Ce soir, je serais à la taverne des Trois Balais. Je t'attendrais jusqu'à minuit. Si tu ne viens pas, je repartirais par monts et par vaux. Ce soir, Hermione, je te laisse la chance de t'ouvrir à moi. Je peux revenir dans ta vie, si c'est ce que tu désires. Si tu éprouve le besoin de me revoir, alors viens me rejoindre.
Mon ange, tu me manques tellement. Je ne vis plus sans toi. Partir était la pire décision de ma vie, mais je penses que cela nous aidera si nous refaisons notre vie ensemble. Cette fois-ci, nous ferons les bons choix. Nous prendrons les chemins qu'il faudra.
Je t'attendrai jusqu'à minuit...
Ton amour éternel, Ron."
La jeune femme lâche la lettre, son si doux visage baigné de larmes. Elles coulent sur ses joues et s'écrasent sur le sol dans un bruit mat, tandis que Hermione se laisse glisser le long de la porte d'entrée.
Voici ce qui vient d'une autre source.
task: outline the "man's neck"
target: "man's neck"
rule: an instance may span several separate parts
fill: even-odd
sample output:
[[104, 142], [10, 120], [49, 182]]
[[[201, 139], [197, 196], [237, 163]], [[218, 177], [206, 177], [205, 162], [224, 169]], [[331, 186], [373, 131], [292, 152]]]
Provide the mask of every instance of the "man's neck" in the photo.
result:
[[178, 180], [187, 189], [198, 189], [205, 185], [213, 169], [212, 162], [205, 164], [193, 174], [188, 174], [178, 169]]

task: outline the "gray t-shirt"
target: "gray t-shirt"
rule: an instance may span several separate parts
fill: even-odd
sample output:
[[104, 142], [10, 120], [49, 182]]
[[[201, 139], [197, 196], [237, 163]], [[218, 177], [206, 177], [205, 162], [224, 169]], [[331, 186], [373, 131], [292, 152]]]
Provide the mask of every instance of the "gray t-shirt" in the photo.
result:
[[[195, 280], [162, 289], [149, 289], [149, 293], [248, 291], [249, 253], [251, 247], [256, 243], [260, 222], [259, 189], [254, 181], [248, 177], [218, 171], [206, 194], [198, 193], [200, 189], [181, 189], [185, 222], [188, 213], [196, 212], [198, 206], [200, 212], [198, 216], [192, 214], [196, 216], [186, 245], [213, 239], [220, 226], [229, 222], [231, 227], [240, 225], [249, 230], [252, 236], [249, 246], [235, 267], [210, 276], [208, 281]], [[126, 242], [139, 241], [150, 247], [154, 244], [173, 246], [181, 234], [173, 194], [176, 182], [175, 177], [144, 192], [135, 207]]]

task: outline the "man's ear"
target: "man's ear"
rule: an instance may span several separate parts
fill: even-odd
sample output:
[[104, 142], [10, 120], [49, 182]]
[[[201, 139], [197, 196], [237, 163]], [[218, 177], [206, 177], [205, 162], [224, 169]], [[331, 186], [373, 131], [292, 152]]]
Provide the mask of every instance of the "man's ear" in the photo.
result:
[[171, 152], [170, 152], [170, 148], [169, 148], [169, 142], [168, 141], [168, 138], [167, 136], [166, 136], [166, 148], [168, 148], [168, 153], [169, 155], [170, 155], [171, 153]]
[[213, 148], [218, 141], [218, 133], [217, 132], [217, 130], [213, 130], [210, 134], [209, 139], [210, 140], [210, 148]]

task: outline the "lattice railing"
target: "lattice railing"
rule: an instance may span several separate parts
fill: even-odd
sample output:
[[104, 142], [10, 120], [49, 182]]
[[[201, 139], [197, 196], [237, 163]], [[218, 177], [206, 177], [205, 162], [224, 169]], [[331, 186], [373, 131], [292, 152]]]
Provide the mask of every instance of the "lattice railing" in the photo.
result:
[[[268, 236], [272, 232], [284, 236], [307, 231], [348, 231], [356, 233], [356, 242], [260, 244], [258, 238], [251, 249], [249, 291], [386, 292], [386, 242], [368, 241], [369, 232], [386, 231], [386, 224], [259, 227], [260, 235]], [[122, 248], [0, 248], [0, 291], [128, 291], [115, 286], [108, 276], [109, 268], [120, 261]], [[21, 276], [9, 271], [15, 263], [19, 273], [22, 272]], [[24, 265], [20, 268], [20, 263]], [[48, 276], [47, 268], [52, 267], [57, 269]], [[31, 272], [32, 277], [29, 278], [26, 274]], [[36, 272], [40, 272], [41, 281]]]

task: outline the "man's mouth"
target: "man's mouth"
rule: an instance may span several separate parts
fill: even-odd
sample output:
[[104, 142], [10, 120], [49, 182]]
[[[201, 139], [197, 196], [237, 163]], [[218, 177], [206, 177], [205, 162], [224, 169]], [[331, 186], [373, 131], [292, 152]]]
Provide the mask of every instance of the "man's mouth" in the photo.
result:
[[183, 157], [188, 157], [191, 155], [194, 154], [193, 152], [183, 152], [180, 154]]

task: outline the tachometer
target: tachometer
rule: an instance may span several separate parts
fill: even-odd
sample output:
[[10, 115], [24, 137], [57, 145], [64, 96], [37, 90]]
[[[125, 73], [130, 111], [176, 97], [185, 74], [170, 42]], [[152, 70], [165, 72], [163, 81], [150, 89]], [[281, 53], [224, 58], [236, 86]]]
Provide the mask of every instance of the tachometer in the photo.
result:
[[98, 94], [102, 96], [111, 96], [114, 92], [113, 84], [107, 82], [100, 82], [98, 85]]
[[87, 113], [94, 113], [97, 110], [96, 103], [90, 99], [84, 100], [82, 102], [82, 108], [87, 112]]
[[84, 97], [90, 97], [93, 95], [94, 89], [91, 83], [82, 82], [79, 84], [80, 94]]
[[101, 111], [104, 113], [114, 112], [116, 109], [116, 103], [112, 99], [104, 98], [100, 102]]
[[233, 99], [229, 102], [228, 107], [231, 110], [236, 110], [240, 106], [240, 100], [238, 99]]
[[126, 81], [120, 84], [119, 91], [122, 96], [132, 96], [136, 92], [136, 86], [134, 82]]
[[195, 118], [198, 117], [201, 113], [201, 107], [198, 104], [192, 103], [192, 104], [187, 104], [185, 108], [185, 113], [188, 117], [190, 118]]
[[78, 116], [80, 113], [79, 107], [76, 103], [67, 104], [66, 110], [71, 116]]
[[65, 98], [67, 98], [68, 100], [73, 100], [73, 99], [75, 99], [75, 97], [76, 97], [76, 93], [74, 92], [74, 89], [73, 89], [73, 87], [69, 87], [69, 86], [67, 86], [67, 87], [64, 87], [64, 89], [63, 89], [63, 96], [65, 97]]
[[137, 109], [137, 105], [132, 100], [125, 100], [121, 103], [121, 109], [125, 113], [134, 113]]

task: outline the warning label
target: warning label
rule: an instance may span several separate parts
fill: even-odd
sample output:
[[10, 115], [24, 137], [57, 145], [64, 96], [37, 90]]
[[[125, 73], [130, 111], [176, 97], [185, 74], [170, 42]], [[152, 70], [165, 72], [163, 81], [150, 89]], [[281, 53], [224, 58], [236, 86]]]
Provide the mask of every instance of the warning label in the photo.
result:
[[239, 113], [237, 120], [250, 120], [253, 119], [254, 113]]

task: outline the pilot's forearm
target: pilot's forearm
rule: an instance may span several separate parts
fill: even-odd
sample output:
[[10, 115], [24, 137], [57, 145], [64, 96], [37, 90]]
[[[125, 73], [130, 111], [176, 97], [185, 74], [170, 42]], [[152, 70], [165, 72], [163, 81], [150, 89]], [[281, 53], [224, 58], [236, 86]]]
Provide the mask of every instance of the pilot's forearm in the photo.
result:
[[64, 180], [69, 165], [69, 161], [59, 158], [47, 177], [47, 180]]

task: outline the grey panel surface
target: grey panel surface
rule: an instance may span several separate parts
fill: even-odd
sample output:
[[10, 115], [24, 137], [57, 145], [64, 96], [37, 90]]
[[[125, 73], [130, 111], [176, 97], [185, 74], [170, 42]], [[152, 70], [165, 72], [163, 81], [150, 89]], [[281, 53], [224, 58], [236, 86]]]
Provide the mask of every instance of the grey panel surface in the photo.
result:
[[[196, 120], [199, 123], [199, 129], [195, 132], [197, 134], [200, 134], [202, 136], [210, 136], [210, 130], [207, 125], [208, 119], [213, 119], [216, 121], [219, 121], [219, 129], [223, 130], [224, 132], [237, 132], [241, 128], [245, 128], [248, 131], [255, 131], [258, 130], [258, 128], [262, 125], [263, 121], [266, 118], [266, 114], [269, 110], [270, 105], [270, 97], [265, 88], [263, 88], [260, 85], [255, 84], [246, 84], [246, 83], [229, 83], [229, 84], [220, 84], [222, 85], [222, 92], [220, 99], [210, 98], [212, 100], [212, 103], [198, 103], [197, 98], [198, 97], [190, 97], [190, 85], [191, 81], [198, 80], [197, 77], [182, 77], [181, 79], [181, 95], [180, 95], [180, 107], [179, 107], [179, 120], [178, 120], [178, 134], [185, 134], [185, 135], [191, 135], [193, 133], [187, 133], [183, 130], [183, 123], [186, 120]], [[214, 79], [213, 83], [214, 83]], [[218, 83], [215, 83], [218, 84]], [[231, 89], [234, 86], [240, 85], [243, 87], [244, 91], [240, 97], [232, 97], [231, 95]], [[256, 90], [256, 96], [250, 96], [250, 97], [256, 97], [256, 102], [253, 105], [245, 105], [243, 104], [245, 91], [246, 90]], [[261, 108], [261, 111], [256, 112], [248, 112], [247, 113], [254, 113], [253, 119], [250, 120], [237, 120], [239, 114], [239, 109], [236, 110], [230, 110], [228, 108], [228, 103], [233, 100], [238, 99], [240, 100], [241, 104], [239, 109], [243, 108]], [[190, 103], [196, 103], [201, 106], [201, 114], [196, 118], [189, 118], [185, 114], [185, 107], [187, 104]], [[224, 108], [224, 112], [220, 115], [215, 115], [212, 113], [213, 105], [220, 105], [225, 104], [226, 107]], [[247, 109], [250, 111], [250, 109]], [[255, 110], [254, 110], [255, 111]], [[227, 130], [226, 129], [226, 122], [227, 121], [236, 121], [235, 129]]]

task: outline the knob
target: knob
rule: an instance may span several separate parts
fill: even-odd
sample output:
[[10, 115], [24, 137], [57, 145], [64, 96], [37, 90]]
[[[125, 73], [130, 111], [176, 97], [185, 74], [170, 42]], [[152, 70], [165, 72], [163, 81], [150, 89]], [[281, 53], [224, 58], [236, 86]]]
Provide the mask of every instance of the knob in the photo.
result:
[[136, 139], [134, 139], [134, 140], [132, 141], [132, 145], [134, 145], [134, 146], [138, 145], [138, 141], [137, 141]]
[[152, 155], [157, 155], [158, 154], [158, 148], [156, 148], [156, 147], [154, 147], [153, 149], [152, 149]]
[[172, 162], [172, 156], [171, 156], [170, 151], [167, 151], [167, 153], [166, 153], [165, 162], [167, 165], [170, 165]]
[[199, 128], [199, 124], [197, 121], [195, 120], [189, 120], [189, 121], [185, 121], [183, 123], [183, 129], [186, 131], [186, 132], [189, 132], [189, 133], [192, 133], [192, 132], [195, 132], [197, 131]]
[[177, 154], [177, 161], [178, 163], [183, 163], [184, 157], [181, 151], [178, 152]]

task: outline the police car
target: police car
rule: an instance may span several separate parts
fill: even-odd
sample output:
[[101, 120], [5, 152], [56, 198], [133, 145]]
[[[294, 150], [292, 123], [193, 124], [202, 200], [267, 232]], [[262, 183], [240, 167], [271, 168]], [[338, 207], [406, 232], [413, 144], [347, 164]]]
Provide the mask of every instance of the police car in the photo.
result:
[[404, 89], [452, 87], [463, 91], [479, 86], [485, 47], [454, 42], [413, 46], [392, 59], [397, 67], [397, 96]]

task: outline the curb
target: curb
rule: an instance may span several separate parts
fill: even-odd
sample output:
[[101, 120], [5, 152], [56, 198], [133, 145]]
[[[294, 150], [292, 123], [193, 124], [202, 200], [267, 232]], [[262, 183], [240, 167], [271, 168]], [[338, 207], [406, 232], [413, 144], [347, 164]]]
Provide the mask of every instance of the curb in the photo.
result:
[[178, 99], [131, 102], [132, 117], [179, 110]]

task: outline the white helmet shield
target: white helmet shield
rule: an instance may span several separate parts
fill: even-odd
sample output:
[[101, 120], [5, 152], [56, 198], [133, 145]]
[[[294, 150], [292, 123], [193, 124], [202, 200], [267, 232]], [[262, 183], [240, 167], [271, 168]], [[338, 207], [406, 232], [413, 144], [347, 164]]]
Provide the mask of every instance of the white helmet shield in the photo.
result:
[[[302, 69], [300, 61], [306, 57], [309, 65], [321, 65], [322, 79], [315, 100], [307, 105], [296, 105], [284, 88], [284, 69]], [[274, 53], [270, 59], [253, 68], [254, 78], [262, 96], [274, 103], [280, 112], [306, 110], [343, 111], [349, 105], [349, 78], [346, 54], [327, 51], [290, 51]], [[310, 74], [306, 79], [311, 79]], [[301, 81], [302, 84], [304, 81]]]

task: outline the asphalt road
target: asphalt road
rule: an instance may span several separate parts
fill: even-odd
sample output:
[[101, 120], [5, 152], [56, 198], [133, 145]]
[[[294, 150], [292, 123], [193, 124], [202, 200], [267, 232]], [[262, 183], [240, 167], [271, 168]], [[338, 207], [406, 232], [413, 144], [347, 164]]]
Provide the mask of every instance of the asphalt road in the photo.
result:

Son visage est déformé par le désespoir, ses bras serrés contre son ventre, la précieuse lettre à ses pieds. Elle laisse échapper un long sanglot qui rappelle plainte, puis enfouis son visage dans ses mains, le corps agité de convulsions. Elle se sent sale, misérable, souillée. Comment ose t-il réapparaître ainsi dans sa vie, après tout le mal qu'elle s'est donné pour l'oublier ? Oui, elle avait pleuré des nuits entières après son départ, sans jamais réussir à trouver le sommeil ; elle avait déambuler dans la maison sans vraiment savoir ce qu'elle y faisait ; elle avait humé son odeur encore fraîche sur les draps, sur les meubles, partout ; elle avait senti sa présence dans chaque pièce, dans chaque recoins ; et elle s'était maudite, de l'avoir dégoûté au point qu'il veuille la quitter. Elle avait regretté son comportement, ses paroles, ses actes. Mais après maints effort, elle avait réussi à le chasser de ses pensées. Alors comment ose t-il débarquer après tant de temps ?
La brune sèche ses larmes et se lève vaillamment. Elle jette un coup d'oeil au papier froissé, puis l'attrape et le lance dans le feu de cheminée. Les flammes crépitent tandis qu'elles lèchent le papier ; bientôt, il ne reste plus que des cendres au fond du foyer. Hermione sent son coeur s'alléger. Elle lisse sa robe, vérifie ses cheveux et s'en retourne à son fauteuil. Non, ce soir elle n'ira pas. Ce soir, elle finira son livre.